Introduction to Turing Mesh Shaders

Originally published at: https://developer.nvidia.com/blog/introduction-turing-mesh-shaders/

The Turing architecture introduces a new programmable geometric shading pipeline through the use of mesh shaders. The new shaders bring the compute programming model to the graphics pipeline as threads are used cooperatively to generate compact meshes (meshlets) directly on the chip for consumption by the rasterizer. Applications and games dealing with high-geometric complexity benefit…

"Optimizing the vertex locations along is also beneficial,"
I assume the word "along" is meant to be "alone".

"Vertex cache optimizers that help classic rendering also help improving meshlet packing efficiency."
I assume should be either:
"Vertex cache optimizers that help classic rendering also helps, improving meshlet packing efficiency."
or
"Vertex cache optimizers that help classic rendering also help improve meshlet packing efficiency."

Overall an interesting and informative read, thanks.

Good read!
To make sure I understand how work can be done once and re-used, is it just that you'd have a run-once mesh shader that does work and writes the meshlet data to a buffer, then on subsequent frames, you'd get the processed data from that buffer instead of doing the work again?

I don't think it maintains the memory from frame to frame.
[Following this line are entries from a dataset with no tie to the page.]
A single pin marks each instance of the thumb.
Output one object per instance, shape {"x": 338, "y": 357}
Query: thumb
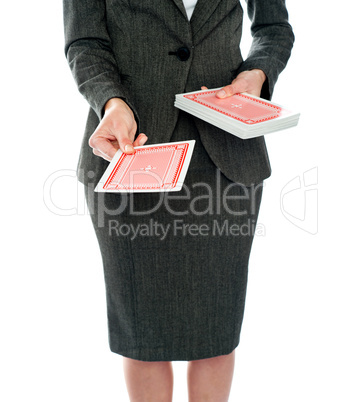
{"x": 236, "y": 87}
{"x": 126, "y": 146}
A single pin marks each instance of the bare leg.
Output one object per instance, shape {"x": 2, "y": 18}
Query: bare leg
{"x": 148, "y": 381}
{"x": 210, "y": 379}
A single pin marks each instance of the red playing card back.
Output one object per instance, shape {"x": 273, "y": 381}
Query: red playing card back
{"x": 241, "y": 107}
{"x": 149, "y": 168}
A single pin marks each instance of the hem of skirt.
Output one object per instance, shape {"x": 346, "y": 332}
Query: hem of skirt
{"x": 153, "y": 355}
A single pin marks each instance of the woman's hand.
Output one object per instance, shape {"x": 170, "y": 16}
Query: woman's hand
{"x": 250, "y": 82}
{"x": 116, "y": 131}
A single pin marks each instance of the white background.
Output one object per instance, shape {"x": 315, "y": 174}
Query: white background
{"x": 300, "y": 336}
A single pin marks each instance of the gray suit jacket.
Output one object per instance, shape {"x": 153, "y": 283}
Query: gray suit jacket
{"x": 130, "y": 49}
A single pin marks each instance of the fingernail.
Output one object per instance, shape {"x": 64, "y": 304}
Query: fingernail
{"x": 143, "y": 139}
{"x": 129, "y": 148}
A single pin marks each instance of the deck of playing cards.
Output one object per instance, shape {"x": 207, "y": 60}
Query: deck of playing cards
{"x": 243, "y": 115}
{"x": 152, "y": 168}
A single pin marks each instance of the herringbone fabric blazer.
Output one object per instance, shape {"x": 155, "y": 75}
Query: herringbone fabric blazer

It sounds like the memory is maintained for each of the task and mesh threads per dispatch. What this means is that when you dispatch it a bunch of task shader instances are spawned and the only input is the id for each instance. The task shader then outputs how many mesh shader instances to spawn. Each of these mesh shader instances have a single input of an id. My guess is that these ids are used to figure out what "piece" or "meshlet" or "submesh" of the larger mesh needs to be processed. Once a mesh shader instance is done it writes out the indices and vertices that then passed to the rasterizer which then launches the pixel shader. After this I believe the memory is reused by the next dispatch call. I'm looking forward to a sample application that will hopefully explain this better.

Hi, thanks for this! Any chance to get our hands on some code? Maybe you could put the code for this asteroids sample on github? Many thanks!